Tabunkov: we do not tag hatchery fish on Sakhalin so research "leaves much to be desired"
Tabunkov: hatchery chum pushed wild pink out of spawning grounds, so law was changed.
Tabunkov: these recently built hatcheries were destructive to wild fish.
Tabunkov: fishing companies are building their own hatcheries with no scientific input.
Tabunkov: Sakhalin has 15 federal hatcheries producing 900 million fish?/year.
Tabunkov: Sakhalin divided into over 700 fishing areas -- assigned to companies -- they care for enviro.
Tabunkov: no forestry, no mining, no drilling equals recovering fish.
Tabunkov: collapsing Russian economy (see prev Tweet) resulted in recovery of salmon.
Tabunkov: collapsing Russian economy some years ago impacted fisheries - no forestry, mining, drilling.
Tabunkov: Sometimes there were too many spawning fish that clogged the river - I don't get this.
Tabunkov: Fisheries Association of Sakhalin http://tinyurl.com/cegdgd
Tabunkov: I'm here representing concerns of fishermen.
Taylor: thanks to First Nations of the Skeen Fisheries Commission http://www.skeenafisheries.ca/
Taylor: looking for "fair trade" designation for Skeena salmon sustainable harvested by FN.
Taylor: all economic benefits of Babine/Skeen fishery stays local.
Taylor: conservation, biodiversity and ecological integrity paramount in all decisions.
Taylor: develop selective in-river fisheries that emulate what FN did.

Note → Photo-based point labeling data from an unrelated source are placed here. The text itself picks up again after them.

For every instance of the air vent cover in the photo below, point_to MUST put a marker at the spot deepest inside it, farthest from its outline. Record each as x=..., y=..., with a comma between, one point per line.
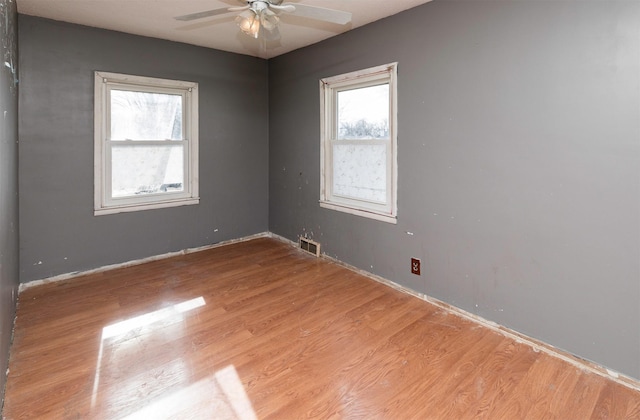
x=310, y=246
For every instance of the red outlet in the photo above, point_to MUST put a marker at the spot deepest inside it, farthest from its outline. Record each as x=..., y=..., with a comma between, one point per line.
x=415, y=266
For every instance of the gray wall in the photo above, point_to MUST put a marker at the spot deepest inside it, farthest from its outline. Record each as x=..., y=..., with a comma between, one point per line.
x=58, y=231
x=8, y=179
x=519, y=164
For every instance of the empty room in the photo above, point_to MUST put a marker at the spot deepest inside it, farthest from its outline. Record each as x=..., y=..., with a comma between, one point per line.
x=283, y=209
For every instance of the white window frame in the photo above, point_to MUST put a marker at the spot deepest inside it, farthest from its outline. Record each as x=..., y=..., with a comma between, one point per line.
x=104, y=203
x=329, y=88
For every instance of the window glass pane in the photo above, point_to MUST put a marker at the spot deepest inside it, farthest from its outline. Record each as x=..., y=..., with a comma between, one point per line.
x=360, y=171
x=140, y=170
x=145, y=116
x=364, y=113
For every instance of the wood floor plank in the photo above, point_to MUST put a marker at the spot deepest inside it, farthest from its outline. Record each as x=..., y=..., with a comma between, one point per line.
x=258, y=329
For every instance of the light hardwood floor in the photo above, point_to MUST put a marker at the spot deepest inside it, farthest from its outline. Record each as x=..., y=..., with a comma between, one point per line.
x=259, y=330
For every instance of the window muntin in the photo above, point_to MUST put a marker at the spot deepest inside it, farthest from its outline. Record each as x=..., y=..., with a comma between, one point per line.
x=358, y=119
x=146, y=143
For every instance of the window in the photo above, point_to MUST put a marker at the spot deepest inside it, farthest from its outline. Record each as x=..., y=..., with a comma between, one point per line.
x=146, y=143
x=358, y=135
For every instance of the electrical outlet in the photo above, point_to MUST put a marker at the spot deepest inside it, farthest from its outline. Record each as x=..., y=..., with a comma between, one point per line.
x=415, y=266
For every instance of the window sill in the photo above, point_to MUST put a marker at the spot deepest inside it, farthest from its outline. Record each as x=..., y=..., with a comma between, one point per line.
x=359, y=212
x=145, y=206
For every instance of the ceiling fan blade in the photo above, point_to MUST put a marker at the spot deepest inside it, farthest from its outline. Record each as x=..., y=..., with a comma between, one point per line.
x=320, y=13
x=284, y=8
x=200, y=15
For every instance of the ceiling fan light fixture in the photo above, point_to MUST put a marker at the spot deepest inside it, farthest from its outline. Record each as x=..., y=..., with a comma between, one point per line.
x=249, y=23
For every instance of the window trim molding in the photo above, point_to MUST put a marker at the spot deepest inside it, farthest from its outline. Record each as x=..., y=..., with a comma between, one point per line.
x=328, y=92
x=104, y=81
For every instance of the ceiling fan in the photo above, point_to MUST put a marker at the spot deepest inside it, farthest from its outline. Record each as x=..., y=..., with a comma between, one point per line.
x=260, y=18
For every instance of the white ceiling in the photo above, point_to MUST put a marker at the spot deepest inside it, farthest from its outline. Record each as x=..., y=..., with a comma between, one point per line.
x=155, y=18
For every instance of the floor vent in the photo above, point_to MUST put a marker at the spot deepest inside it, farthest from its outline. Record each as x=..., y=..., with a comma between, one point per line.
x=310, y=246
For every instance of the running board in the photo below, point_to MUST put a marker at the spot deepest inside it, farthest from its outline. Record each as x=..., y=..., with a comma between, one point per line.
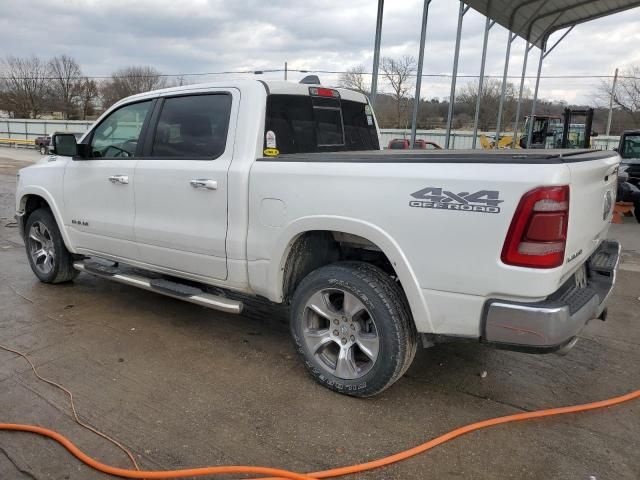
x=164, y=287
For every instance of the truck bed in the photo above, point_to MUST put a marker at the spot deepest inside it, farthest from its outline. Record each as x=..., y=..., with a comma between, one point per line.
x=555, y=156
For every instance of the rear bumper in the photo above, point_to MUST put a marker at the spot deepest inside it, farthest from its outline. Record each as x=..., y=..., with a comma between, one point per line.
x=552, y=324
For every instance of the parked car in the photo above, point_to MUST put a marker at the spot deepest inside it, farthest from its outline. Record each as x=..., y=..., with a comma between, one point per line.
x=42, y=144
x=404, y=144
x=280, y=191
x=629, y=150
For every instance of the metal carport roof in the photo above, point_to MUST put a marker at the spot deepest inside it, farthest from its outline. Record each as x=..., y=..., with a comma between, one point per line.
x=535, y=20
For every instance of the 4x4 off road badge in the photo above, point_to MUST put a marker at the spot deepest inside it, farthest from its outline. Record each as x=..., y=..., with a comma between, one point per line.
x=483, y=201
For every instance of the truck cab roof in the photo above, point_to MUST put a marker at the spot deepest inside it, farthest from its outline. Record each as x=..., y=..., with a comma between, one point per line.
x=279, y=87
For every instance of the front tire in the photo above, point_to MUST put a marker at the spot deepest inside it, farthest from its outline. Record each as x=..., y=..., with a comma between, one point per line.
x=351, y=325
x=48, y=256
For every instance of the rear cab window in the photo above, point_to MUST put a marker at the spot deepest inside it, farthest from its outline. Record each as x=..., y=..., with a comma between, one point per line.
x=319, y=122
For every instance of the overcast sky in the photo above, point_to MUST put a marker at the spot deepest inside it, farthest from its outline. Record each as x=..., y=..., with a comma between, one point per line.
x=191, y=36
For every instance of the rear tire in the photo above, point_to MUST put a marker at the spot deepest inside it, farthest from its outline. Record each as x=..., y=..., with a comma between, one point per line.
x=351, y=325
x=48, y=256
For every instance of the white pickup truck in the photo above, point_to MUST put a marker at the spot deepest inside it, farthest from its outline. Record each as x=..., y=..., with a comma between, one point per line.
x=280, y=190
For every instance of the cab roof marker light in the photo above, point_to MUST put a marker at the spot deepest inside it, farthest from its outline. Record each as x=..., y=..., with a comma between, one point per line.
x=323, y=92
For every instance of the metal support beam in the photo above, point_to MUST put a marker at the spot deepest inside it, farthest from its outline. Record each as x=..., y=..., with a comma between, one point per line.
x=487, y=26
x=416, y=98
x=613, y=93
x=547, y=51
x=544, y=52
x=535, y=98
x=527, y=49
x=503, y=93
x=376, y=54
x=454, y=76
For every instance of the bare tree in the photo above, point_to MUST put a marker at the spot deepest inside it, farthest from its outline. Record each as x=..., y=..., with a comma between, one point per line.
x=66, y=78
x=489, y=102
x=398, y=73
x=23, y=86
x=626, y=96
x=87, y=96
x=129, y=81
x=354, y=79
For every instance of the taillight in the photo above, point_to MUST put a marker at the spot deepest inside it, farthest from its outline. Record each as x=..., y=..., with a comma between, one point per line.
x=538, y=232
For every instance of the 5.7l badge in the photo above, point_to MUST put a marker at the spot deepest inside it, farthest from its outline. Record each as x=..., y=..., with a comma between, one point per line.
x=483, y=201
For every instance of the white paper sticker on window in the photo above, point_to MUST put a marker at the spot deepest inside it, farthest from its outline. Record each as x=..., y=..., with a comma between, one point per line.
x=271, y=139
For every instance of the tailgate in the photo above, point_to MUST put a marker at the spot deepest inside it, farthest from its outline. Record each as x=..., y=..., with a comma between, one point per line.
x=592, y=197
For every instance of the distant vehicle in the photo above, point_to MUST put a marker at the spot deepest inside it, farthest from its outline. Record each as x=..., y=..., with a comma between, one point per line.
x=42, y=143
x=403, y=144
x=629, y=150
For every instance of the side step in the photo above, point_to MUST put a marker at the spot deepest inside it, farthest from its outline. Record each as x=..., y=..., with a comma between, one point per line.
x=165, y=287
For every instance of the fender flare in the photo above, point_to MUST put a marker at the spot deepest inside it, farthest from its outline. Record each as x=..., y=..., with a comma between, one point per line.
x=47, y=197
x=363, y=229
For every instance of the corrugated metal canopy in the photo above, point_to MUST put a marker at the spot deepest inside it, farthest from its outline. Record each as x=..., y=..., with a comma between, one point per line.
x=535, y=20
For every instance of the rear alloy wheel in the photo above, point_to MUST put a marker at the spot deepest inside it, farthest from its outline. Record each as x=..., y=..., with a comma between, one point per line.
x=351, y=325
x=340, y=333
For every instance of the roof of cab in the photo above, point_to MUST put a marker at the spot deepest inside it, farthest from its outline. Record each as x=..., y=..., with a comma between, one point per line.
x=271, y=86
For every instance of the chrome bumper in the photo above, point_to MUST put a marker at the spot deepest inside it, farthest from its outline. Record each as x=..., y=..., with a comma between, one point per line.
x=552, y=324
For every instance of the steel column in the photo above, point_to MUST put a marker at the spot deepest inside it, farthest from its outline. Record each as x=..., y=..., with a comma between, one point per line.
x=543, y=54
x=487, y=26
x=503, y=93
x=613, y=92
x=535, y=98
x=416, y=98
x=456, y=57
x=376, y=54
x=527, y=49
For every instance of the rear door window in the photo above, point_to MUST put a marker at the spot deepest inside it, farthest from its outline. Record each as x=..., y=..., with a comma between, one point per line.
x=305, y=124
x=192, y=127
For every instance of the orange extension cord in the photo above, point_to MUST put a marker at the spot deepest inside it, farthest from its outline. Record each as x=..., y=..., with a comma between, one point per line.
x=335, y=472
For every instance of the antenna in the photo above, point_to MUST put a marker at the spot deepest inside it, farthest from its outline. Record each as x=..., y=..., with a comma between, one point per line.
x=311, y=80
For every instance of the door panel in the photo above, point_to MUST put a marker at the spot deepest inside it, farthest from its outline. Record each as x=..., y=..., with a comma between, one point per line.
x=100, y=212
x=99, y=191
x=181, y=185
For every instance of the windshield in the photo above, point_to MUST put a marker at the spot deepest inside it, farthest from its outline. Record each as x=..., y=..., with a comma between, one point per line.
x=630, y=146
x=305, y=124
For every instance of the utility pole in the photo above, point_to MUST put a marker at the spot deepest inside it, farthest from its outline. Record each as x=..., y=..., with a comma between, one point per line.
x=613, y=92
x=376, y=54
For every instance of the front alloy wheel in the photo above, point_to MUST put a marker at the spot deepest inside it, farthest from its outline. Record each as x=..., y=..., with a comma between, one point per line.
x=48, y=256
x=41, y=248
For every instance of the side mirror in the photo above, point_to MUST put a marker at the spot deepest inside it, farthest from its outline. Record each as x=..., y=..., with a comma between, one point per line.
x=64, y=144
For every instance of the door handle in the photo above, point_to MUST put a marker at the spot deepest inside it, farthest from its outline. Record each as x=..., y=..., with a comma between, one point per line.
x=205, y=183
x=121, y=179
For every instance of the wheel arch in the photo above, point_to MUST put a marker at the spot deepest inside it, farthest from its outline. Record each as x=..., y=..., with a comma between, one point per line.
x=31, y=199
x=281, y=281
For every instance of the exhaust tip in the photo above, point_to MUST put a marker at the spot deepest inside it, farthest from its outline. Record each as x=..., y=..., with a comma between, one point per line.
x=564, y=350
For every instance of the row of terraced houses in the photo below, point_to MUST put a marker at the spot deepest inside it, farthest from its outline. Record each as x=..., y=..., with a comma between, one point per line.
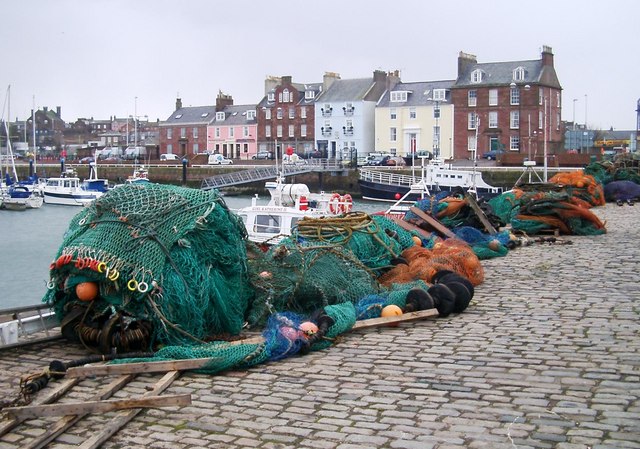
x=515, y=106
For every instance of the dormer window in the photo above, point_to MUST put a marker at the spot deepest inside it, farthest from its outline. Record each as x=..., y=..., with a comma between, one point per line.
x=476, y=76
x=519, y=74
x=399, y=96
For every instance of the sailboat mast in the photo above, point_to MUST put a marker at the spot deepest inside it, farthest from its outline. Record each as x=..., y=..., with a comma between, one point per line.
x=33, y=130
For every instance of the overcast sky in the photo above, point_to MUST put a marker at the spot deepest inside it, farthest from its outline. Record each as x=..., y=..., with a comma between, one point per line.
x=94, y=57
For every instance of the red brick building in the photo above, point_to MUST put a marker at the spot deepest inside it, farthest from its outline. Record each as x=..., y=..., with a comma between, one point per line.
x=515, y=106
x=286, y=116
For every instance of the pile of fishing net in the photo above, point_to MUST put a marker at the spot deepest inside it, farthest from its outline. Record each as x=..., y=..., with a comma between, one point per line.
x=532, y=212
x=151, y=263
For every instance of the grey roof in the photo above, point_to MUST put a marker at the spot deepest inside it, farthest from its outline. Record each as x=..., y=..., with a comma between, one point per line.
x=346, y=90
x=192, y=115
x=501, y=73
x=420, y=93
x=235, y=115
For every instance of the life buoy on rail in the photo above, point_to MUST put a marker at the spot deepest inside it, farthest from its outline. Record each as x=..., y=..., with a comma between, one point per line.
x=334, y=204
x=347, y=204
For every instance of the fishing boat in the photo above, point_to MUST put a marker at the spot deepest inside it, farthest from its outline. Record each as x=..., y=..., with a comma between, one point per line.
x=289, y=203
x=436, y=176
x=70, y=190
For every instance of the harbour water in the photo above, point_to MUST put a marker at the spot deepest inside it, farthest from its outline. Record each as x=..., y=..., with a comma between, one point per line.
x=29, y=241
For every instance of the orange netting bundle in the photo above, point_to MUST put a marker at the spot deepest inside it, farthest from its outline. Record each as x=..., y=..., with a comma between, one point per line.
x=584, y=189
x=423, y=263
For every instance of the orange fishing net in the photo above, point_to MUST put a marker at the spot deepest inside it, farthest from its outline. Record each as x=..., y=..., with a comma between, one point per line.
x=422, y=263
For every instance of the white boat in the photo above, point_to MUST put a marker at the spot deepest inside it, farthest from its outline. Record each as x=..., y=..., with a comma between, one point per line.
x=289, y=203
x=436, y=176
x=70, y=190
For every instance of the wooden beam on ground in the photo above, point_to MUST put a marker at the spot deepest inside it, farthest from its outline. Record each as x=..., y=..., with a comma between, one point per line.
x=66, y=422
x=480, y=214
x=79, y=408
x=124, y=417
x=433, y=223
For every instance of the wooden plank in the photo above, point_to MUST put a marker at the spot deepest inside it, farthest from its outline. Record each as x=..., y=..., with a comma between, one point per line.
x=66, y=422
x=480, y=214
x=49, y=397
x=137, y=368
x=405, y=317
x=435, y=224
x=77, y=408
x=124, y=417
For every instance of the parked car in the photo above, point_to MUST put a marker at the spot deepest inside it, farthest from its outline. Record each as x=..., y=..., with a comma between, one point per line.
x=263, y=155
x=493, y=154
x=218, y=159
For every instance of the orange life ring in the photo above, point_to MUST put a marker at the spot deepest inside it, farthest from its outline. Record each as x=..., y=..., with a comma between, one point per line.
x=334, y=204
x=347, y=204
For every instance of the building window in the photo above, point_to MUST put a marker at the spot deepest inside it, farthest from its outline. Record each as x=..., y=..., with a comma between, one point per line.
x=515, y=96
x=398, y=96
x=476, y=76
x=439, y=94
x=493, y=97
x=514, y=122
x=493, y=119
x=472, y=98
x=471, y=143
x=472, y=120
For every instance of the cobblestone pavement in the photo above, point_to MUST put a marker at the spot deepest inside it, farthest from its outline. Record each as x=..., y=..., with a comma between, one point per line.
x=546, y=356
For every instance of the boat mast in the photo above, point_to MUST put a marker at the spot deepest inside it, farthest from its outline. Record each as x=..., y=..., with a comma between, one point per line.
x=33, y=130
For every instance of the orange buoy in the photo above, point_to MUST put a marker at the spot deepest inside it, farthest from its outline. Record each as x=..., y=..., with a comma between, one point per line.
x=391, y=310
x=87, y=291
x=308, y=328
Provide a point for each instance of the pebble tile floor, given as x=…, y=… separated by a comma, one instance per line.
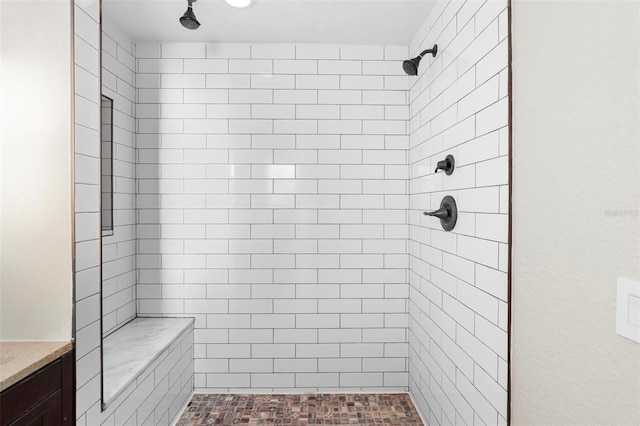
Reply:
x=305, y=409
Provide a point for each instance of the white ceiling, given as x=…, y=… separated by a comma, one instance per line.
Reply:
x=390, y=22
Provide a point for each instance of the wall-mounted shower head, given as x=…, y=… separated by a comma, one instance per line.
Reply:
x=188, y=20
x=410, y=66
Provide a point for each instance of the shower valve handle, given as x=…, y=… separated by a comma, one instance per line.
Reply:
x=448, y=164
x=443, y=213
x=447, y=213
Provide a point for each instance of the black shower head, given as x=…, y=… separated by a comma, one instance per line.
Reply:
x=188, y=20
x=410, y=66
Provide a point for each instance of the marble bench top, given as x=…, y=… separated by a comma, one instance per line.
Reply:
x=130, y=349
x=19, y=359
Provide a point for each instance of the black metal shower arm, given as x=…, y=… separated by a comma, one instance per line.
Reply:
x=433, y=51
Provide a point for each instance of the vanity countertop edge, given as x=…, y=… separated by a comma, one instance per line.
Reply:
x=20, y=359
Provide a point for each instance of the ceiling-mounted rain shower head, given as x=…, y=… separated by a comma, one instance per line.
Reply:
x=188, y=20
x=410, y=66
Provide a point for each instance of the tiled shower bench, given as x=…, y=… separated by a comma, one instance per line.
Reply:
x=148, y=372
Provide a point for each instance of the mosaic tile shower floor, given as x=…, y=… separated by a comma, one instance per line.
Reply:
x=298, y=410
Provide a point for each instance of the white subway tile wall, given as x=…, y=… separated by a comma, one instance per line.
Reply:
x=87, y=207
x=119, y=249
x=458, y=280
x=159, y=395
x=272, y=200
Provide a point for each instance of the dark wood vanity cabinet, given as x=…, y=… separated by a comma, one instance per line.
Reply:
x=44, y=398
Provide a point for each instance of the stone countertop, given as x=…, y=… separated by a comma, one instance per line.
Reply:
x=19, y=359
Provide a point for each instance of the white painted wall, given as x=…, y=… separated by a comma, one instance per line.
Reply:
x=576, y=155
x=36, y=242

Taylor: look back to move forward -- there are other ways.
Taylor: but increased abundance of "enhanced Sockeye" has led to overharvest of wild fish.
Taylor: says installation of spawning channels was a success.
BTW, by FN, I refer to First Nations, or "native Indians".
Taylor: We are trying to replicate something FN had in place for hundreds of years.
Taylor: FN principles -- reciprocal economic exchange, strict and transparent enforcement of rules.
Taylor: FN principles -- fishing property rights, sustainability, conservation for future generations.
Taylor: Babine River, FN used to harvest 3/4 million salmon a year.
Taylor: First Nations "managed" fisheries for hundreds and thousands of years – sustainably.
Taylor: there was a robust fishery on the Skeens thousands of years ago - a sustainable FN fishery.
Taylor: Skeena Wild Conservation Trust - http://www.skeenawild.org/
So LuLu says, yes we need a TV show or weekly newspaper column called "Fish Files"
Artist LuLu has a panel on her scroll called "Fish Files" -- I like that, sounds like a TV series.
Artist Lu is chronicling the conf with an art scroll.
Morning break is announced -- we now get to eat Skeena salmon with our coffee.
I'm feeling like the patient is dying and we're discussing better ways to monitor the decline.
DFO asked Tlingit to halve salmon take, elders said no fishing at all because there are almost no fish.
Tlingit have completely stopped fishing in the headwaters of the Yukon on advice from elders.
Peterman: we have data on Fraser sockeye "all the way back to 1938" - how is that "historical"?
Canada's Species at Risk Act - http://tinyurl.com/cdg9s6 9:31 AM
QA comment, no fish species has ever been listed as endangered under SARA, even the cod that 99% gone.
Holt: We suggest that risk tolerance be identified by fisheries management.
Holt: uncertainties are pervasive, but we can account for them in the model... Uh, OK
Mortality is depensatory when its rate increases as the size of the population decreases. (http://tinyurl.com/ccwwws)
Holt: depensatory mortality -- another term I need to learn
Canada's Wild Salmon Policy: http://tinyurl.com/bexba
Holt: speaking on Canada's Wild Salmon Policy
Zhivotovsky: there are some lake-spawning chum salmon in Russia - rare
Zhivotovsky: speaking about research on "south Kuril" islands - wonder how Japanese feel about this?
Thinking at the first conf they ate crab and lobster, now salmon and shrimp, next conf tofu and beans.